Theodore Zeldin “An Intimate History of Humanity”, Minerva, 1995, pp465-466
Be careful of what you wish for
One to watch
Thanks to a post by Pat Kane about plans for a new School in New York, my morning was brightened. Here, at last, are some people rethinking the nature of schooling in a sensible way, with a million dollar grant from the MacArthur Foundation to support its planning and development:
“The new school has been conceived as a dynamic learning system that takes its cues from the way games are designed, shared and played.

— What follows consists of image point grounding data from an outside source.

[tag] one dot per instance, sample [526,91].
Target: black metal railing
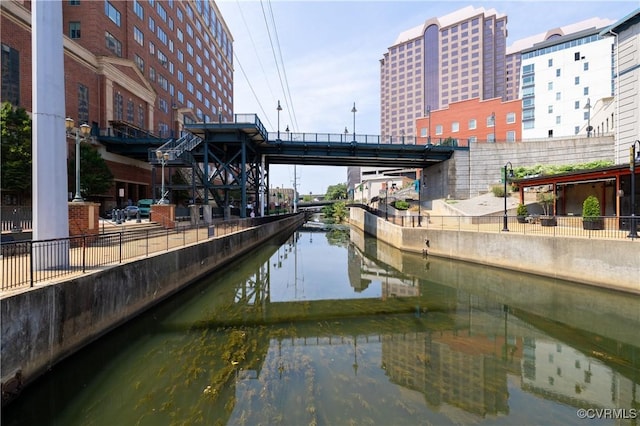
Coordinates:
[607,227]
[26,263]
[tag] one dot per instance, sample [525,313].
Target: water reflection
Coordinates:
[338,328]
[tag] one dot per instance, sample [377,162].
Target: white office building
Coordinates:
[566,81]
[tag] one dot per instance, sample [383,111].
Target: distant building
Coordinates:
[449,59]
[626,41]
[564,77]
[472,120]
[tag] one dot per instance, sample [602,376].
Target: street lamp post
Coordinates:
[279,108]
[508,175]
[84,129]
[633,232]
[386,202]
[588,108]
[429,128]
[354,110]
[163,158]
[420,201]
[493,121]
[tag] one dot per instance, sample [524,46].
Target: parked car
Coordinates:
[131,212]
[144,205]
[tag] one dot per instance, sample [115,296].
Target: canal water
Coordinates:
[337,328]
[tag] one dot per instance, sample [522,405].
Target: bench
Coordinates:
[10,247]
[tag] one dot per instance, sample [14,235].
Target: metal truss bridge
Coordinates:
[230,160]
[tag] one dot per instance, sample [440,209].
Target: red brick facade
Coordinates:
[117,87]
[84,219]
[508,122]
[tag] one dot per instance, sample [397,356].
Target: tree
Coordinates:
[16,151]
[337,192]
[95,176]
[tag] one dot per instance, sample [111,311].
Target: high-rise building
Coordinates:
[132,68]
[456,57]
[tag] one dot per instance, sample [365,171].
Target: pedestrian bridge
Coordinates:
[226,156]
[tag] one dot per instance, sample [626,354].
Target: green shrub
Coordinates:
[498,190]
[591,208]
[522,210]
[401,205]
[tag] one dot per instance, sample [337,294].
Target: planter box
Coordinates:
[548,221]
[596,224]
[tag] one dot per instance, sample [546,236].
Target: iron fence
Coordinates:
[26,263]
[603,227]
[15,218]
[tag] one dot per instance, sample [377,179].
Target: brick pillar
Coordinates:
[164,214]
[84,218]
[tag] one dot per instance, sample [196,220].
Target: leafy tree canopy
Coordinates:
[15,125]
[337,192]
[95,176]
[549,169]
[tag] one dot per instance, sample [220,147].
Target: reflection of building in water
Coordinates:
[458,371]
[559,372]
[363,271]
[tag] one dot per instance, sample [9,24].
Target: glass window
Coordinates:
[161,12]
[137,9]
[491,120]
[113,44]
[130,111]
[141,116]
[112,13]
[138,36]
[162,35]
[83,104]
[74,29]
[139,62]
[118,106]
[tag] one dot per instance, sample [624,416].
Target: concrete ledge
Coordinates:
[609,264]
[43,325]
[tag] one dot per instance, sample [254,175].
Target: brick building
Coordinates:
[473,120]
[133,69]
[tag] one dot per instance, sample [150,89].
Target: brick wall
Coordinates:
[84,219]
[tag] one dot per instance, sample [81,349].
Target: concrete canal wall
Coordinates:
[43,325]
[613,264]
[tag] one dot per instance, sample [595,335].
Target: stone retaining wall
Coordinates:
[43,325]
[602,263]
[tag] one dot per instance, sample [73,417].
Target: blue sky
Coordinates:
[326,55]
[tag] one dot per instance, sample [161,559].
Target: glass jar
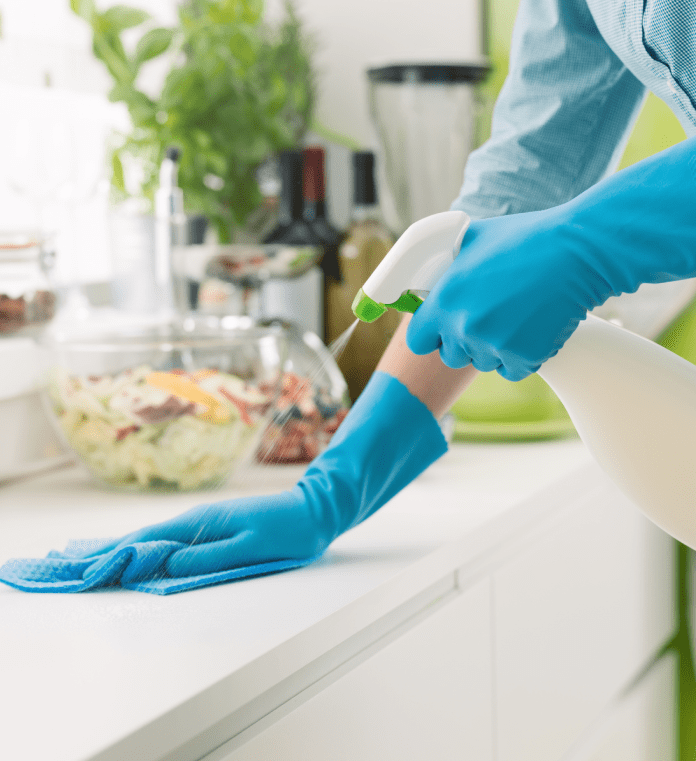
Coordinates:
[27,297]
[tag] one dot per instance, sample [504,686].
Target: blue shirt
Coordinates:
[579,72]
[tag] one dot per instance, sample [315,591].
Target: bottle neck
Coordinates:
[366,212]
[314,209]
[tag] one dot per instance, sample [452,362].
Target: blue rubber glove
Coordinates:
[522,283]
[388,438]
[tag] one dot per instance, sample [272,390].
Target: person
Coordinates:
[555,233]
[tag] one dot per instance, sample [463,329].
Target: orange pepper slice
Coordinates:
[184,387]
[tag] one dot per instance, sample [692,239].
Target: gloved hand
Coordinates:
[521,284]
[388,438]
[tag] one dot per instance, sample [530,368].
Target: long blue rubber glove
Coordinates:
[388,438]
[522,283]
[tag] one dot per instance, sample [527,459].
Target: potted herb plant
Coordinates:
[236,91]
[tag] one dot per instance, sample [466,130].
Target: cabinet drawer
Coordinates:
[577,614]
[425,694]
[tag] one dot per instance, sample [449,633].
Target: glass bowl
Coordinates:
[172,407]
[27,298]
[311,405]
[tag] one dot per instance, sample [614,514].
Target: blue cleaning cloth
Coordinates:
[139,566]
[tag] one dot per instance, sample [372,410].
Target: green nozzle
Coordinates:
[368,310]
[407,302]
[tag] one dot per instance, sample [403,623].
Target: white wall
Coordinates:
[52,92]
[357,34]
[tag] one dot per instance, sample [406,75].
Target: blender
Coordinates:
[425,117]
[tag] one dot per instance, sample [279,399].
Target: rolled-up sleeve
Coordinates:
[561,120]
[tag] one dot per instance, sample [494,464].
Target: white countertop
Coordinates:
[108,675]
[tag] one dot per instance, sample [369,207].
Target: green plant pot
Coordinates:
[495,409]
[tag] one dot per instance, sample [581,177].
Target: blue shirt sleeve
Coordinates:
[562,118]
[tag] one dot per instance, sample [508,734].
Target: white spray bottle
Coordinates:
[632,401]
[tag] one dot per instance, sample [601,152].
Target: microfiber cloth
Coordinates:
[139,566]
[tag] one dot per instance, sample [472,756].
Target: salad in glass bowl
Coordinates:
[169,407]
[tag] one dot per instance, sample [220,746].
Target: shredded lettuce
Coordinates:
[105,420]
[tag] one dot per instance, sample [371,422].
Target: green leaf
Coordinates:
[120,17]
[84,8]
[117,176]
[152,44]
[111,52]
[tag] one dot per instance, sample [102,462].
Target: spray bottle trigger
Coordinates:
[407,302]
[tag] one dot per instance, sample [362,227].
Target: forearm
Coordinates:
[426,377]
[637,226]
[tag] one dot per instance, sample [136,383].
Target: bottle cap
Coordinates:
[291,184]
[313,176]
[364,188]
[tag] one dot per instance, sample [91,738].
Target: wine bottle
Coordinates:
[301,299]
[366,243]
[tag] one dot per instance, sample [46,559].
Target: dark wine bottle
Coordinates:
[314,209]
[366,243]
[291,299]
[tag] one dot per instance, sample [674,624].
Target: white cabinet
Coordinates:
[577,615]
[642,726]
[424,694]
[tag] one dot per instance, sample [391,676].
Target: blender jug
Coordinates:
[425,117]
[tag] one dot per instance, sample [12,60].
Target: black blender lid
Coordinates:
[436,73]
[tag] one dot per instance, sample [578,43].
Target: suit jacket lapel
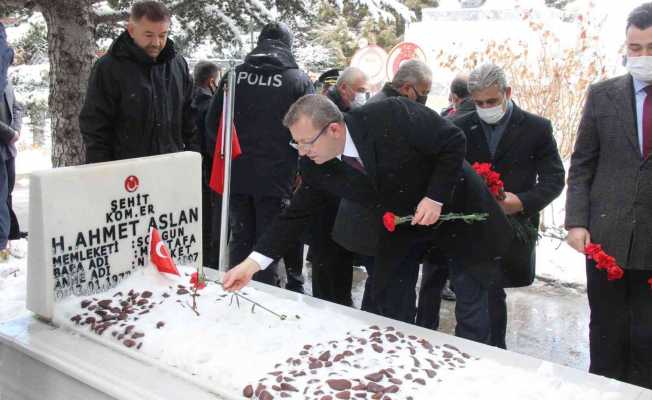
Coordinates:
[478,139]
[623,100]
[511,133]
[364,144]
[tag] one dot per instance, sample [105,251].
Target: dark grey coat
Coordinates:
[609,184]
[13,125]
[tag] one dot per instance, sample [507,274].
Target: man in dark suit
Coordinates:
[395,155]
[205,75]
[521,147]
[609,202]
[267,83]
[10,124]
[332,264]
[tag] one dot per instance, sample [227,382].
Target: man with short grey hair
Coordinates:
[521,147]
[391,156]
[332,264]
[412,80]
[351,89]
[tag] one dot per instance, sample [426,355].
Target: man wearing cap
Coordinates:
[267,83]
[327,80]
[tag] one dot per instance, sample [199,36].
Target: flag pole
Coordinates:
[229,100]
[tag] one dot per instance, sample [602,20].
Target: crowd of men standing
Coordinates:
[322,169]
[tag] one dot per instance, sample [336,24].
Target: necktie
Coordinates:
[356,164]
[647,123]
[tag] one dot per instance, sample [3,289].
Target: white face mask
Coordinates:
[359,100]
[640,68]
[491,115]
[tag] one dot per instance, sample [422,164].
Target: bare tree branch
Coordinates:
[123,15]
[111,18]
[20,3]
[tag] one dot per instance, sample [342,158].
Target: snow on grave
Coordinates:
[262,343]
[89,224]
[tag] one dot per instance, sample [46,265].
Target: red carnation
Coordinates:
[491,179]
[604,261]
[196,282]
[389,220]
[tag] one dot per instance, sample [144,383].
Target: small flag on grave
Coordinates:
[218,168]
[160,255]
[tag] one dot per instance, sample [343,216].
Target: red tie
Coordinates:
[647,122]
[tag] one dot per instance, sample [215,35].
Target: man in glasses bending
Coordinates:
[391,156]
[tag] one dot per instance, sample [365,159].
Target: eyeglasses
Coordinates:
[308,144]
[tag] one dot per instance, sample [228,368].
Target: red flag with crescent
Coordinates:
[160,255]
[217,171]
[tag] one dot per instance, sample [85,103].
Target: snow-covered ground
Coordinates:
[13,275]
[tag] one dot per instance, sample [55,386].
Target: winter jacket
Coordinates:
[6,58]
[136,106]
[267,84]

All players in the school teachers, students, parents and administrators will be empowered to innovate using 21st century literacies that are native to games and design. This means learning to think about the world as a set of in interconnected systems that can be affected or changed through action and choice, the ability to navigate complex information networks, the power to build worlds and tell stories, to see collaboration in competition, and communicate across diverse social spaces. It means that students and teachers will engage in their own learning in powerful ways.”